There is no doubt where Ron Ben-Zeev sees his place in the world. Apologizing for his hectic schedule, he notes that as the coronavirus spreads, "The sky is falling, and we are some of the people who are trying to hold up the sky."

Ben-Zeev's Sanford, Florida-based company, World Housing Solution, makes temporary shelters. He's been holding up his part of the sky since 2008, when, with a background in real estate and construction, he figured out how to make a fully insulated, 800-square-foot building that could be assembled by six people in four hours, by hand. Ben-Zeev initially thought he could use the structures to help house people after storms hit Haiti. That plan didn't come to fruition, but the company drew interest from the U.S. Navy, and since then has worked primarily with the military. In 2019, World Housing Solution ranked No. 206 on the Inc. 5000 list

Now, Ben-Zeev sees his company playing a crucial role in combating the spread of the novel coronavirus. His buildings, made of panels with a solid foam core, a laminated fiberglass skin, and a galvanized steel edge, can be made in sizes all the way up to 100,000 square feet. Many have withstood hurricanes and tropical storms. Ben-Zeev believes they? could be a good option for hospitals in their efforts to isolate coronavirus patients, or to accommodate the overflow many are predicting.

A year and a half ago, Ben-Zeev was asked to deliver a health care clinic to Puerto Rico that would be off the grid and truly mobile. That clinic started as a temporary system and now is a fully-accredited health-care facility on the island of Vieques. Why not do the same thing in the continental U.S.?

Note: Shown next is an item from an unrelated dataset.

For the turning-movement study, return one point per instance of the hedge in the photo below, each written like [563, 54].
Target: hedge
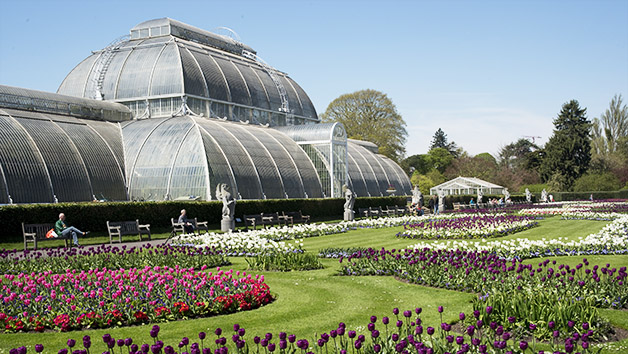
[567, 196]
[94, 216]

But when Ben-Zeev called three hospital systems six weeks ago, he was surprised by the response. His pitch was that they should prepare now, so that when coronavirus patients show up, they'll have somewhere to put them. The hospitals, he says, weren't too interested. At the time, they seemed to be worried about stigmatizing coronavirus patients by housing them outside of the main hospital. More recently, the hospitals have shown more interest, but they're worried about being reimbursed for the expense. Here's how he plans to pitch them and get them on board.

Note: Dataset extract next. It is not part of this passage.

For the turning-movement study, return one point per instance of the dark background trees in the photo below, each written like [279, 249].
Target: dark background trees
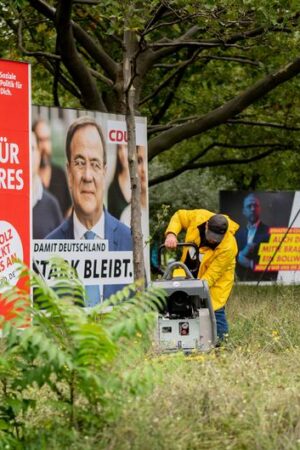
[217, 81]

Play up the benefits over alternatives

Eventually, Ben-Zeev says, hospitals will need more space. Under the "moderate" coronavirus scenario released by the Harvard Global Health Institute on March 17, U.S. hospitals will have to more than double the number of beds they provide. (In the best-case scenario, 95 percent of beds will be filled nationally, leaving excess capacity in some places and overflow in others.) The alternative to Ben-Zeev's system, he says, are tents. Where he works in Florida, it's 90 degrees, and his structures are a lot less expensive to keep cool than a tent. They cost more than tents on a per-square-foot basis, but per-patient they're comparable because you can hang things on the walls, freeing up floor space. And the building components can all be disinfected and reused once this crisis has passed.

Point out payment options

World Housing Solution's buildings run from $200,000 to $280,000 for a space that accommodates 19 patients. Two recently passed laws, he says, could help hospitals pay for extra capacity. The Stafford Act, he says, empowers the Federal Emergency Management Agency to get more aid to state and local governments. And the Federal Defense Production Act, which President Trump invoked on Wednesday, would help small companies like his get working capital to ramp up quickly. 

Prepare to scale

Ben-Zeev knows he can't provide every needed hospital bed himself. But he's convinced World Housing Solution can make a difference. He's been talking to people who are out of work or underemployed, and he says his 20-employee company has 100 more people ready to go who could have new buildings ready in two weeks. (The business typically produces about 100,000 square feet of buildings every year, but the founder says he's prepared to increase that by a factor of five.) He has supply-chain partners ready to get him negative air pressure systems used to prevent cross-contamination, and says he  has 14 ventilators available. And he's talking to events companies that suddenly have empty space, which could be used to manufacture the panels. 

"It's like we're saying, 'Put us in, Coach!'" he says.